Pertentangan antara kelompok prodemokrasi dan otoritas Hong Kong mengeras. Demonstrasi dua hari di bandara mempertegas situasi yang memburuk itu.
Penerbangan dibatalkan sebab demonstrasi berlangsung di gedung Bandara Hong Kong. Pada Selasa (13/8/2019), berbagai upaya pun dilakukan petugas keamanan untuk membubarkan demonstran. Sebagian penerbangan dilaporkan mulai beroperasi pada Rabu kemarin.
Aksi di bandara merupakan bagian dari meningkatnya unjuk rasa di Hong Kong. Demonstrasi dimulai pada Juni lalu untuk menentang rencana otoritas Hong Kong membuat Undang-Undang (UU) Ekstradisi sebab dinilai bisa memungkinkan orang yang melanggar hukum dikirim ke China daratan. Jika disahkan, Rancangan UU Ekstradisi dipandang membuat Beijing dapat meningkatkan tekanan terhadap aktivis prodemokrasi. Otoritas Hong Kong telah menghentikan pembahasannya.
Namun, demonstrasi tak berhenti. Sejak Juni, demonstrasi rutin terjadi dan kian mengeras. Dari semula menuntut RUU Ekstradisi dicabut, pengunjuk rasa kini meminta Pemimpin Hong Kong Carrie Lam mundur dan menggelar investigasi terhadap kekerasan yang dilakukan polisi.
Dampak dari bentrokan antara pengunjuk rasa dan polisi yang terus berlangsung menyebabkan jatuh korban luka-luka di pihak pengunjuk rasa ataupun aparat. Sekitar 700 demonstran juga sudah ditangkap sejak Juni lalu. Dalam aksi di bandara, beberapa orang yang diduga aparat China dipukuli.
Dampak dari apa yang terjadi di Hong Kong tentu saja menyentuh aspek ekonomi, apalagi wilayah itu merupakan salah satu pusat bisnis penting di Asia.
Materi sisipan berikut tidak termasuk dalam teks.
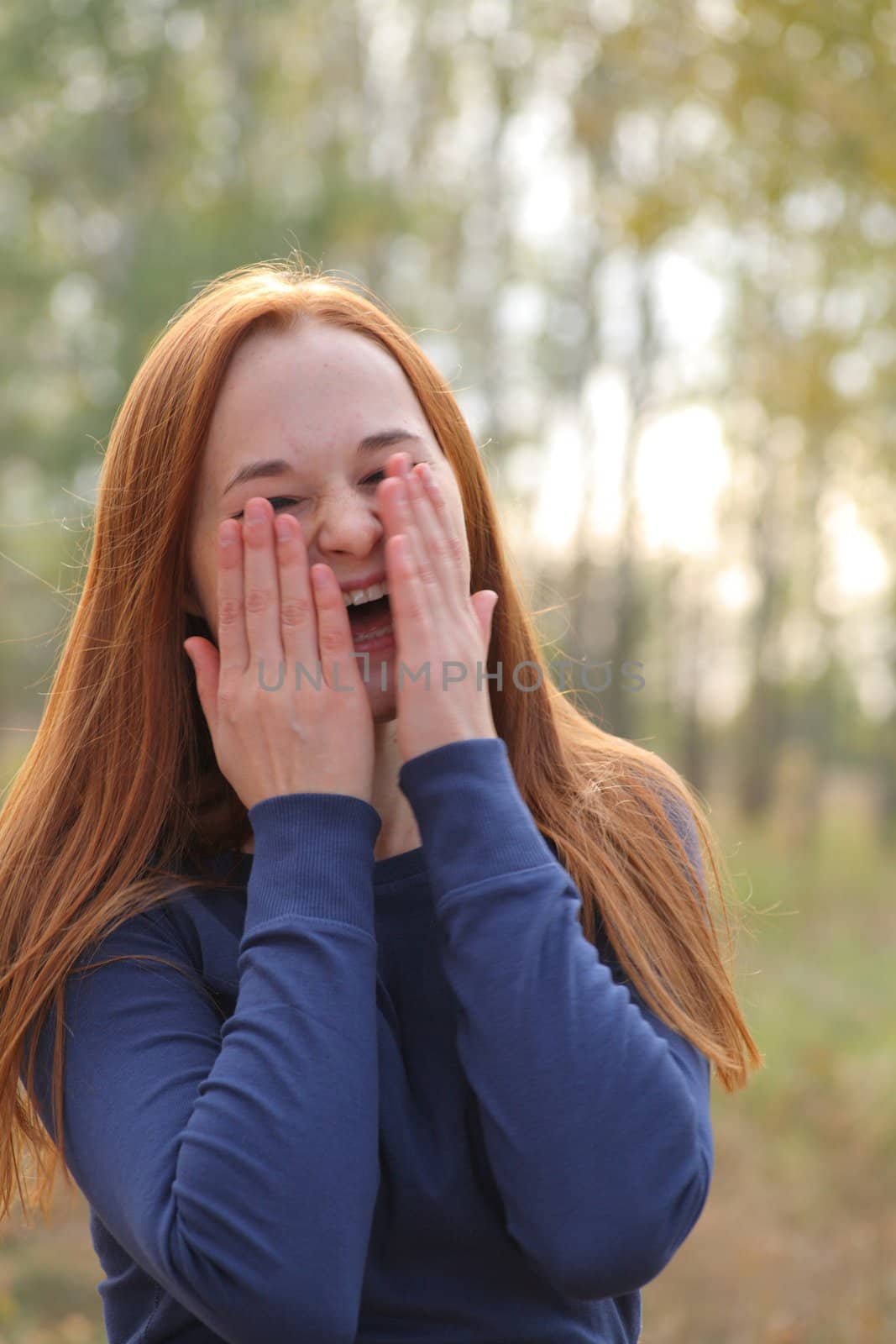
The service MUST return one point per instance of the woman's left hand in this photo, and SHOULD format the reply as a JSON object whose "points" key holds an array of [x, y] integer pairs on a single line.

Seperti ditulis media CNN, Kamar Dagang Amerika Serikat di Hong Kong bulan lalu menyebut, sejumlah perusahaan telah melaporkan konsekuensi serius dari ”gangguan” yang terjadi di Hong Kong, meliputi hilangnya pendapatan, gangguan rantai pasokan, dan penundaan investasi.
Apa yang terjadi di Bandara Hong Kong pada Senin dan Selasa tampaknya bukan akhir dari ketegangan di wilayah itu. Besar kemungkinan demonstrasi keras dan diwarnai bentrokan akan terus terjadi. Sejumlah pihak asing sudah memberikan perhatian dalam isu ini, antara lain AS dan Inggris. Seperti ditulis harian ini pada Rabu kemarin, Komisaris Tinggi Perserikatan Bangsa-Bangsa (PBB) untuk Hak Asasi Manusia Michelle Bachelet, melalui pernyataan tertulis, juga mengimbau otoritas Hong Kong bertindak terukur untuk memastikan hak mengekspresikan pendapat dihormati.
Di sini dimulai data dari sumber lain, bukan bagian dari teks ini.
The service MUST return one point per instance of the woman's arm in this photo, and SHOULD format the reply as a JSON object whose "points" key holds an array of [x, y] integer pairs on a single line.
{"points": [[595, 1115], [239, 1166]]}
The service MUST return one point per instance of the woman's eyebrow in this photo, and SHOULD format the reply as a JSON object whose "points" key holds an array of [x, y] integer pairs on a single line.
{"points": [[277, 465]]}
Selain memberikan tekanan bagi otoritas setempat, eskalasi di Hong Kong bagaimanapun turut memberikan tekanan kepada Beijing, apalagi di tengah kondisi perang dagang AS-China. Di satu sisi, situasi yang berkembang di Hong Kong perlu ditangani, sementara di sisi lain, ekstra kehati-hatian diperlukan karena apa yang terjadi Hong Kong bisa memicu persoalan yang lebih serius.